L. F. M. ten Bosch
Inst. for Perception Res./IPO, P.B. 513, Eindhoven, The Netherlands
The design of an algorithm that classifies pitch movements is discussed. The algorithm consists of two steps: (a) a training phase, which is based on a labeled training corpus of 249 grammatical Dutch sentences, and (b) the recognition phase. The IPO labeling system [J.'t Hart et al., A Perceptual Study of Intonation. An Experimental-phonetic Study to Speech Melody (Cambridge U.P., Cambridge, 1990)] is used.
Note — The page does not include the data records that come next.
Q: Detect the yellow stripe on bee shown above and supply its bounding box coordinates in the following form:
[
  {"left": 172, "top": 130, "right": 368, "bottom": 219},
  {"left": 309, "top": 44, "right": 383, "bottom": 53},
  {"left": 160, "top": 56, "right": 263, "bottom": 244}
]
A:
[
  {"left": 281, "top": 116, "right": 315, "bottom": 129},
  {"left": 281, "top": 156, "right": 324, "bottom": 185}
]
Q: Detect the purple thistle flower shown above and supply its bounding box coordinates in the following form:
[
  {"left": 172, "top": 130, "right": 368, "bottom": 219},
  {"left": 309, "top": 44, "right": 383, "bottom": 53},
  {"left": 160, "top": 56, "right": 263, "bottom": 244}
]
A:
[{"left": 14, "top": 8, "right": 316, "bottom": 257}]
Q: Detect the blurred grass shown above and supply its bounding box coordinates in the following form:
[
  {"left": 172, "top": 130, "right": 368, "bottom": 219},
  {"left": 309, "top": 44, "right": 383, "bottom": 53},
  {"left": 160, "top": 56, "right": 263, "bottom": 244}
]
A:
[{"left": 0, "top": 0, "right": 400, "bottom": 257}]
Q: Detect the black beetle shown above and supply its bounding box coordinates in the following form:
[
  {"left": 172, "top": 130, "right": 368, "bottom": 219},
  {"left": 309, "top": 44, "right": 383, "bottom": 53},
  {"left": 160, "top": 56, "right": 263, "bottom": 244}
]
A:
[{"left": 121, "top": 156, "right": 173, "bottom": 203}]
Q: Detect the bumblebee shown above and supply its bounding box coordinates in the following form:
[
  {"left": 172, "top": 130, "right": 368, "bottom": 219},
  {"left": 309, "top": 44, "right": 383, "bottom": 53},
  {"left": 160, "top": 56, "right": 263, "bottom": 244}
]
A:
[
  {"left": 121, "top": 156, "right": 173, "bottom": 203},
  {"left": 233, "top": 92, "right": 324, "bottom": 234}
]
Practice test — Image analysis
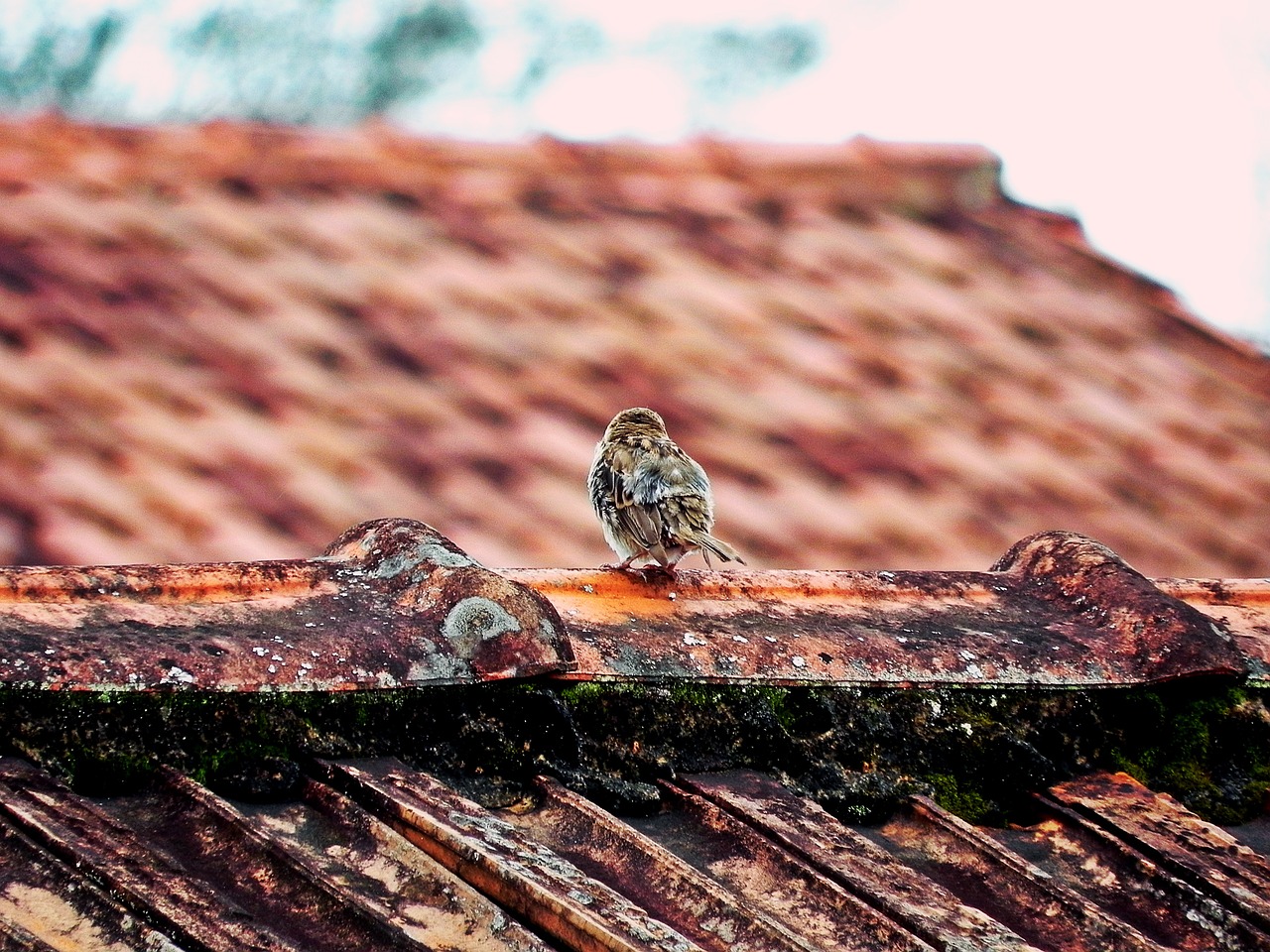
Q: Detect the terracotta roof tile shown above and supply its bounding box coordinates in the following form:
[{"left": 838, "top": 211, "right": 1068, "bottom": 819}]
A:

The setup of the algorithm is based on (A) the extraction of two time-varying features (pitch, and a feature called vowel strength), followed by (B) a search for characteristic movements over time in the resulting feature set, (C) a decision procedure similar to a linear discriminant analysis, and (D) the use of an intonation grammar. Without using (D), a classification rate of 81% is attained by using the database of 249 semispontaneous sentences, spoken by more than 40 male and female voices. Invoking the grammar [step (D)], at least 6% of the remaining 19% errors can be resolved by disambiguating phonetic candidates. The approach toward the automatic recognition of pitch movements is essentially different from the approach followed in speech segment recognition systems based on hidden Markov modeling. This difference will be discussed. Although the algorithm is developed for Dutch speech material and for the labels as defined in the IPO intonation labeling system, the method is generally applicable to other languages and to other (consistent) intonation labeling systems.